Our result: the tool decided that the text was “unlikely AI-generated,” thus giving us a false negative.
OpenAI’s AI classifier tests out a sample of writing
| Photo Credit:
Screenshots from OpenAI
However, when responding to an excerpt from a translation of ‘ The Diary of Anne Frank,’ the classifier correctly responded that the piece was “very unlikely to be AI-generated.”
We next presented ChatGPT with the following prompt: “Hey ChatGPT, please write the first page of a novel in your own style.” The chatbot conjured up an opening scene where a hopeless narrator walking through the hills finds a book they loved, thereby regaining a sense of hope.
OpenAI’s text classifier, however, was unable to detect if the passage was AI-generated or not— saying it was “unclear.”
Based on our experience, the AI classifier struggled to clearly mark a text—even those generated by ChatGPT just seconds earlier—as “possibly” or even “likely AI-generated.”
This means that educators or invigilators hoping to use OpenAI’s classifier to ensure the originality of assignments are probably not doing themselves or their students any favours. It may let AI-written content pass off as human-written text, defeating the point of the tool entirely.
The problem is not limited to educational settings, however, as publishers also try to keep up with advancing generative AI technology.
Another AI-detection tool, the Giant Language model Test Room [GLTR]— built by researchers from Harvard University and the MIT-IBM Watson AI Lab— takes a different approach. It analyses passages based on the predictability of the words used and colour-codes each one to show whether its presence in a particular part of the sentence is expected or not.
While the tool was tested against GPT-2 text and the website admitted that it might not work for ChatGPT, its analysis was able to show a marked reduction in the randomness or unpredictability of text generated by ChatGPT when compared to the opening lines of Susanna Clarke’s fantasy novel Piranesi.
While words highlighted in green are those in the list of Top 10 predicted words, those highlighted in other colours are among the top 100 or 1000. Words highlighted in violet are those which do not even fall within the categorisation. As seen in the sample, human generated text has more non-green words—or more unexpected words—than ChatGPT text.
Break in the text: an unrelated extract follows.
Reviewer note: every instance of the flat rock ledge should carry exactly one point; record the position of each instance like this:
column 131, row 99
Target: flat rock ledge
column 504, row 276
But with the release of GPT-4, developers and early adopters are looking to test whether it can generate more human-like output to create novels, academic texts, and screenplays— which readers may one day prefer over human-made works.
Professionals tasked with quality control and plagiarism checks in the education and publishing sectors will also have to study the subtler differences between AI-written and human-written text to flag imposters—at least until the classifiers catch up.
For now, authors must ask themselves whether they can write the stories that ChatGPT cannot.
*Disclaimer: AI-powered chatbots are prone to a phenomenon known as “hallucination,” where they generate logical sounding yet completely false answers. For this reason, a response generated by an AI chatbot cannot be taken as a fact at face value. This report was researched using the February and March versions of ChatGPT.